One of the greatest things about political speeches is that often what is said is the least important aspect -- it's what was ignored, how the message was presented, or even the demeanor and tone of the speaker that is most telling.
While Ted Cruz's statement that any Republican not having a win yet should depart the race was the understatement of the Republican establishment of the evening, his message came out like a sigh of relief that his home state of Texas and Oklahoma came to the rescue of his dwindling campaign. Now within striking distance of Donald Trump, Cruz's frustration is apparent in the prospect of having to continue with the establishment vote split too many ways.
Rubio, considered the big loser of the night by the live CNN commentators, seemed almost giddy of his first win in Minnesota. He forcefully pressed forward his strategy of taking down Trump, insistent that it was working. While he seems to be the only one to think that a one-state win is a workable strategy for the long-haul, he's not leaving the race anytime soon.
But of all the speeches, Sanders, Clinton, and Trump all stood out the most -- for their messages, hints to the future, and at times almost strange changes in tone.
Sanders claims to be in it for the long-haul to the Philadelphia convention. He had an energetic crowd and a forceful message of the inequalities he's fighting against, but he realizes that he lags far behind in the delegate count. Sanders sees his campaign as a tool to force the Democratic platform and tone for 2016, even if he already knows he's probably not going to win.
The Democrats frankly need this energy; they are facing a very angry, enthusiastic Republican voting bloc that seems to be outpacing them in money (though split many ways at this point), energy, turnout, and fervor.And his strategy is working. Clinton came out sounding more like Sanders than herself during her Super Tuesday victory speech.

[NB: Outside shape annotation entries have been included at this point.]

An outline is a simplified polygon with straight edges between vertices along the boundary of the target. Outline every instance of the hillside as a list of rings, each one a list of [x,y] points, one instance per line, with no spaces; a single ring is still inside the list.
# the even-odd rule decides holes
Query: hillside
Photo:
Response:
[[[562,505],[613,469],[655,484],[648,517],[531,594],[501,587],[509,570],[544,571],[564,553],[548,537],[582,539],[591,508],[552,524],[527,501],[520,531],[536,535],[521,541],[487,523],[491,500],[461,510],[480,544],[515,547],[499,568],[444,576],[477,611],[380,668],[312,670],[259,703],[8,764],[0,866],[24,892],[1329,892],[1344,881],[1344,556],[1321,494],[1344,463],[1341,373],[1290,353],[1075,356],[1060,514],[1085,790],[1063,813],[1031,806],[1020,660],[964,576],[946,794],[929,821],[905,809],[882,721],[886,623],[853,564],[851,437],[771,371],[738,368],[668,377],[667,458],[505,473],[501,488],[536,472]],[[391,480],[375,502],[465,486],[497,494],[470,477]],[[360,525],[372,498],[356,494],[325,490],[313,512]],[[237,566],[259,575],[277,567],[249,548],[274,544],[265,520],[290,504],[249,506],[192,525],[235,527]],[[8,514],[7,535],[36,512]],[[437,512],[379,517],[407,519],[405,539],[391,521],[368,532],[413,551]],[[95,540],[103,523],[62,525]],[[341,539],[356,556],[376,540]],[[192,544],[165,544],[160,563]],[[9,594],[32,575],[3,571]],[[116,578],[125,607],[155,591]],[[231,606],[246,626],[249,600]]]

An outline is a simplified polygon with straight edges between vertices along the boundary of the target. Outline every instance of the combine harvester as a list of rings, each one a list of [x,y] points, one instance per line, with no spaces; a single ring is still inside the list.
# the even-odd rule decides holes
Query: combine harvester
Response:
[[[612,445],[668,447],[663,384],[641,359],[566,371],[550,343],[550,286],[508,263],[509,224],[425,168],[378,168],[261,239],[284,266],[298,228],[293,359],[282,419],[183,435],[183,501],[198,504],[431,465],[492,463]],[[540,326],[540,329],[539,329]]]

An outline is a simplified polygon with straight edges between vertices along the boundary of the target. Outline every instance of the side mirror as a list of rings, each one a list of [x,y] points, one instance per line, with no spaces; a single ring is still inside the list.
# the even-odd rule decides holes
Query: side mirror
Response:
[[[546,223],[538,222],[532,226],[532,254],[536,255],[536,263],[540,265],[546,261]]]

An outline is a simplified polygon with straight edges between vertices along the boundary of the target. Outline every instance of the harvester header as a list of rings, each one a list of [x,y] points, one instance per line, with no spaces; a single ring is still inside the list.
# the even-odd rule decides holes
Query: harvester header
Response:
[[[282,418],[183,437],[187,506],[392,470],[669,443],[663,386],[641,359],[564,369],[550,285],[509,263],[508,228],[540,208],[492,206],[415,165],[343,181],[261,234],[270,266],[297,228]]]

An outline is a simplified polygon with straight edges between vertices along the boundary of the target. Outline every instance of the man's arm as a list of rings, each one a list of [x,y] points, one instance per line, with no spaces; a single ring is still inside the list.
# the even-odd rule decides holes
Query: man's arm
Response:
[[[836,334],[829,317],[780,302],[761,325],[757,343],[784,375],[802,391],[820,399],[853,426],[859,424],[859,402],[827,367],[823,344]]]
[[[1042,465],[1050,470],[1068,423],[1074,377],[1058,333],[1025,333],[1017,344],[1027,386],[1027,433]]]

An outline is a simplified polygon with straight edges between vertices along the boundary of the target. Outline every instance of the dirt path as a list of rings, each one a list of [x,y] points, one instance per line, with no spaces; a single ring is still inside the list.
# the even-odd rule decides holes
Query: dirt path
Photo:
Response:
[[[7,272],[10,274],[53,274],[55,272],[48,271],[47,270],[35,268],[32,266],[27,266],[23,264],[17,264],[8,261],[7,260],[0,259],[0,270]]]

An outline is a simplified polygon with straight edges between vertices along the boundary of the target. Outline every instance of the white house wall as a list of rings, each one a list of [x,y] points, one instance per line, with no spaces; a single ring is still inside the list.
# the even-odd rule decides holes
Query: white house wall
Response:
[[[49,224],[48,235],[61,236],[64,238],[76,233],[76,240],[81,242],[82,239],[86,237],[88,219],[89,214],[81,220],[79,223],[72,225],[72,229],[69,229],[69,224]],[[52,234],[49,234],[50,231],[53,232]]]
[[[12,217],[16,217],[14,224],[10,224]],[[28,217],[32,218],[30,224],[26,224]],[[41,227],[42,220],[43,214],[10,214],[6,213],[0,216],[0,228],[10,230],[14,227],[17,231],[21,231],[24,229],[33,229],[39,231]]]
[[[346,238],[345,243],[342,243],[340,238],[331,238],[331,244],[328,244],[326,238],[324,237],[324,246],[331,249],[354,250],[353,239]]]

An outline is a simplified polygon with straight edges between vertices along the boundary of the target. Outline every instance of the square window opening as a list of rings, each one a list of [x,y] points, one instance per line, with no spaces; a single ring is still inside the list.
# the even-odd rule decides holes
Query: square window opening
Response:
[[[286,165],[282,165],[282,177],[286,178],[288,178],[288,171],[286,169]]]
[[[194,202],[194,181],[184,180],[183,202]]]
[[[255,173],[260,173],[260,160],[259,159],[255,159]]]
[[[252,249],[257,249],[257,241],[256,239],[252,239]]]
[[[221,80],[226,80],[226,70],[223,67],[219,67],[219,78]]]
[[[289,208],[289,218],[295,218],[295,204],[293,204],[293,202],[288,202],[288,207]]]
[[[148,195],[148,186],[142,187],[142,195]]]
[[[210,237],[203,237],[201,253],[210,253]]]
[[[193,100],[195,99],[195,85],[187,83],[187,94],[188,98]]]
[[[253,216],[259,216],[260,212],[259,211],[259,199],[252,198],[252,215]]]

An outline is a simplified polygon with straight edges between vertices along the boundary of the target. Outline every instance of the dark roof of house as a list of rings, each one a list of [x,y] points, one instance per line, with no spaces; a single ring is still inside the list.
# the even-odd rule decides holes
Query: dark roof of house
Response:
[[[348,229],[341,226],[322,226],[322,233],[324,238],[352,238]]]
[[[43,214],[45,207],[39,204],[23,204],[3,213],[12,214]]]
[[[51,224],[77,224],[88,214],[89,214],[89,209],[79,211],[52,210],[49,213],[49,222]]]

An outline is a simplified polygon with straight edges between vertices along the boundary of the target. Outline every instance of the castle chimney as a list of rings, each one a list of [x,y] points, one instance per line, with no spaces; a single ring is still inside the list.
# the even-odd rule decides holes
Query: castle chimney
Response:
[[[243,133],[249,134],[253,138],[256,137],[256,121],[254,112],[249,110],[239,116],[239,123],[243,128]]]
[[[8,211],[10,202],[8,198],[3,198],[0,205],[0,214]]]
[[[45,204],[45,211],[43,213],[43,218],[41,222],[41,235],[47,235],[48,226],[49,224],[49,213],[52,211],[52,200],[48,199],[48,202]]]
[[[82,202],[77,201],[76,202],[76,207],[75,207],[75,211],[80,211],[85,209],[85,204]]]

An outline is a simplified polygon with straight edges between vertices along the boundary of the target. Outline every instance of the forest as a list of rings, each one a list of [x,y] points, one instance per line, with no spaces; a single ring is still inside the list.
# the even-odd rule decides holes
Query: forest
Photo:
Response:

Almost hoarsely shouting to her enthusiastic crowd, Clinton's message was on target for trying to unify the liberal movement within the Democratic Party. While Trump would take a small jab at Clinton's appeal for unification and reconciliation, her task in the immediate future is to figure out how to pander to the Sanders electorate, how to press forward without offending either the establishment or the progressives, and how to maintain a marketable message for the independents, swing-voters, and centrists.
It was Trump's speech that was a work of art: a deliberately planned, low-key, out-of-character message of cooperation as the definitive front-runner.
As soon as Chris Christie took the stage to introduce him, you could tell a deliberate switch to a low-key tone. Where all the other candidates had almost out-of-control crowds, Trumps supporters were almost subdued to the point of forgetting to applaud during Christie's planned 'applause breaks.'
But when Trump took the stage, he spoke in a quiet (at least for him) voice, took very few jabs, responded little to the overt criticism he'd received from Paul Ryan and Mitch McConnell, and was even relatively polite when the reporter from Sirius XM noticeably irked him.
In a pack of ranting and raving politicians, who were trying to rally, energize, and enthuse the voters, Trump almost seemed like the calm voice of reason with his message of how he was going to cooperate where necessary for the good of the country.
Even the live CNN commentators were forced to note that this speech was one of Trump's most presidential sounding speeches yet, and who knows what kind of momentum he could get if more of the Republican base saw him as a true presidential prospect.
So now, the race continues to Kansas on Saturday, a rare treat for a fly-over state, where each of these candidates is going to have to make a deliberate stand. Cruz, Rubio, and Sanders all have planned stops this week in Kansas.
Cruz has to maintain his central U.S. credibility and is focusing on the large population center near Kansas City. Rubio desperately needs a win at any cost and is focusing his efforts on the Wichita area, the second largest population center.
Sanders needs to start connecting his 'heartland' wins, creating a geographic bulwark against Clinton's incredible performance in the South. A repeat of Oklahoma's success, sweeping the rural counties, would be devastating to Clinton's overall strategy against him, and would prove that his progressive strategy is not isolated only to the traditional Democratic strongholds.
Among the front-runners, Clinton has to prove that she can win against Sanders in an area dominated by large college towns. It is no coincidence that Sanders will be campaigning at the University of Kansas. Kansas has five state universities spread throughout the state. Clinton must prove that she can win in these areas while still taking the larger cities.
Trump needs a Kansas win in the worst sort of way. He needs to bag one of the 'reddest of the red' states to prove his conservative credentials, something he was hoping for in Oklahoma but wound up splitting the conservative rural counties with Rubio.
So in reality, and almost absurdly, the Super Tuesday speeches were a strategic statement on how the candidates were moving on to Kansas, and we only have to wait a few days to see the results.